You see, this is not a thought that just popped into Paul's mind while writing from prison to the Philippians. This is something that pervades the whole of his life. He wants Christians to live in mutual helpfulness, and service and servitude, and subjection to and submission to one another. It's always on his mind.
It was on his mind in I Corinthians 10:13, when he was telling you what love is. You remember what he says? “Love…” [among other things] “…is…” [what?] “…it does not seek its own.” In other words, love is not me-first. Love is not me-first, and then I’ll get around to you. Love does not seek its own. Love is always doing what? Looking out for the best interest of the one loved.
Or, there's the passage we've already mentioned, in Ephesians 5:21, where Paul says, ‘Look. Grand rule for the whole of the Christian life: All of you are to live in mutual servitude, each for the other. We’re to be other-centered, or other-focused.’
You know, it's fascinating. This too is the exact opposite of the world. All around us we have self-centered people…people that are focused on themselves. And do you know how they pursue their self-centeredness? They copy everybody else who is pursuing self-centeredness! It's fascinating. They’re self-centered, but they are utter conformists. That's why all non-conformists are alike. Have you ever noticed that? You know, all the people that are going to be…. “I'm going to be totally different from the world”…and they’re like everybody else who's totally different from the world! You know — non-conformists. They all wear the same thing. You can spot them on the street corner. Why? Because in their self-centeredness, they've decided, “Hmm. That group over there, they’re getting what I want. And so I'm going to do …what? I'm going to copy them.” Sociologists call these people “other-directed people.”
It's ironic, isn't it? They’re self-centered, but they end up having their life run by somebody else, because they think that that somebody else has what they want, and so they copy what that somebody else has, and so they end up being ruled by another person. It's not freedom. It's bondage. They think that they’re non-conformists, but they’re conformed to every goofy fad that comes along every six months.
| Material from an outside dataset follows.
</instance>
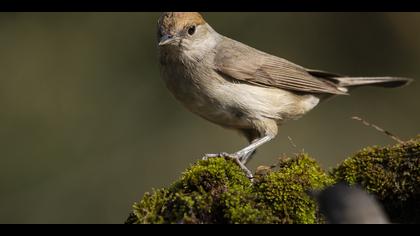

The Apostle Paul is saying don't be other-directed; be other-focused. Be Christ-directed, but be other-focused. The world's not zeroed in on you. You’re to live looking outwardly, trying to serve others, focused on their needs, caring for them, especially in the family and in the congregation of faith. (And certainly to our neighbors and to all men as well, but fundamentally in those inner circles we're to be living in an outwardly focused way.) But you’re not to be directed by others. You’re directed by Christ. You’re His servant.
And you know what that does? It sets you free. You don't have to follow every goofy fad that comes along every six months. And so it is a service, it's a permanent service, that sets you free. And the Apostle Paul says that's what the gospel does.
It's interesting. In that other passage where Paul is talking about this, he talks about our serving one another in the fear of Christ, out of awe and reverence for Jesus Christ. Paul is saying that we're to live in this mutual helpfulness and servitude because of the gospel and in imitating Christ. And that is what Philippians 2:5-11 is about. It's about us having the same mind, the same outlook, the same orientation that Jesus had. And that's what we're going to study next, God willing.
Let's pray.
Our heavenly Father, these words are very, very easy to say, but they’re very, very hard to do. They’re hard to do because we're selfish. They’re hard to do, Lord, because we hurt one another. They’re hard to do because we're not humble. But, O Lord, we do want You to take our lives and consecrate them to yourself. So do that. And If You do it, we’ll know what You did it, because only You could do it. We can't. And we’ll give you the praise and the glory for it. In Jesus' name. Amen.
[Congregational Hymn: Take My Life, and Let It Be]
The grace of our Lord Jesus Christ be with your spirits. Amen.